Due to the ephemeral nature of tweets, engagement for individual posts on Twitter has always been fairly low. A recent study by The Media Blog analyzed over two million tweets, trying to figure out what type of content elements draw the most engagement from readers. Surprisingly, much like with posts on Facebook, photo content handily took the day. The study found that including a photo URL in a tweet boosts user engagement by as much as 35%, with video URLs trailing at 28%, and quotes or posts containing digits between 17-19%.

Apart from incorporating more images into your tweets, it’s also a good idea to tag users in photos to increase the chance of creating conversations on Twitter. You can tag as many as 10 people in a photo on Twitter, and because these tags don’t contribute to the 140 character limit, it’s a good idea to take advantage of that feature whenever possible.

3: Comments and Shares vs. Likes

Facebook & TwitterFacebook likes have long been one of the most coveted and sought after social media metrics, but over the past year, comments and shares have started to become more prevalent. Adobe’s 2014 Social Intelligence Report found that branded Facebook comments have increased by more than 15% compared to last year, and more than 40% compared to last quarter. Meanwhile, Facebook likes have slightly decreased, which may indicate that users are becoming more discerning in selecting what content to like.

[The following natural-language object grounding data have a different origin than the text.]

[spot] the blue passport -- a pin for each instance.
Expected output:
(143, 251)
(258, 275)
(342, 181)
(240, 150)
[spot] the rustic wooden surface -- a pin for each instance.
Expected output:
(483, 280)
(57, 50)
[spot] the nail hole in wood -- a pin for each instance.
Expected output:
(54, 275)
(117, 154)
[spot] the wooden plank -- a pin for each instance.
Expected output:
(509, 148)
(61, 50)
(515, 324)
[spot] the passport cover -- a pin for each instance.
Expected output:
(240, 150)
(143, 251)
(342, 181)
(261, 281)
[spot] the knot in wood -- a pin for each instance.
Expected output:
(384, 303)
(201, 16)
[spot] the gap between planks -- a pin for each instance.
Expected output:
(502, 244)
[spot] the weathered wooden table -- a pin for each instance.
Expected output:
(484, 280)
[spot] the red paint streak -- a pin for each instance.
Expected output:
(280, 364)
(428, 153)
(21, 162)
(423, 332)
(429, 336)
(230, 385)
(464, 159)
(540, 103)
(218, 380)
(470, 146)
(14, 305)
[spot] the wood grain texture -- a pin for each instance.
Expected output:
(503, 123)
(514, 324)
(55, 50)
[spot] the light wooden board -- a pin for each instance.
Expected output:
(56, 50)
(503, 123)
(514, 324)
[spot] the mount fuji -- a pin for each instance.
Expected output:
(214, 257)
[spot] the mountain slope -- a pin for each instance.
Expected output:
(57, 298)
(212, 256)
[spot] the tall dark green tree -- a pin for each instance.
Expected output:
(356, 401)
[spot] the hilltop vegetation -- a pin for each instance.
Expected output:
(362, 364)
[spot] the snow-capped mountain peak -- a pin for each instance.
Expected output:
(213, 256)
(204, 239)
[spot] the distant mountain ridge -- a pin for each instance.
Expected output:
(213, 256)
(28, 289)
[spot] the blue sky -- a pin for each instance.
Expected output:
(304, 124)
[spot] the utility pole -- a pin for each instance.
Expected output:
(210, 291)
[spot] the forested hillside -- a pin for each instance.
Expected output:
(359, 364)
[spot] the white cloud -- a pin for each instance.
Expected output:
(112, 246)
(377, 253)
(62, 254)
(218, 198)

What does this mean for branded pages? Because commenting and sharing takes more time and energy than simply clicking a like button, this trend may indicate that marketers are becoming better at creating fan engagement. Fans may be finding more content that they believe is worthy of their time and interaction. In short, this study is an affirmation that content marketing and branded social media pages really are working.

The recent redesign of many social media elements to help brands engage with their followers may also be partially responsible. For example, back in March of last year, Facebook introduced a comment feature that allows you to reply to specific comments made on your page. Apart from being able to address fan questions and concerns more directly, this feature also allows you to tie together relevant conversations on your page. Additionally, replying to a fan creates a user notification, which shows your readers that you’re listening, and may in turn produce more comments.

4: Thank God it’s Friday

Engagement metrics have always favored weekends, but the latest research from the Social Intelligence Report has reaffirmed the value of weekends for branded social media content. According to the report, as many as 17% of all Facebook comments are written on Friday, and 16% of likes and shares for the entire week occur on the same day. Brands have long been shy about posting content on the weekend, if for no other reason than wanting to avoid working through the weekend, but this study provides one more good reason to break that bad habit.

Of course, not every social media audience is alike, so it’s important that you track and test your own experiences with posting through the weekends. Most businesses will find that posting on Friday and Saturday will create the most engagement with their content, but not every demographic is the same. If you don’t feel like working on the weekend, try getting your hands on some social media management software to automate post scheduling for you.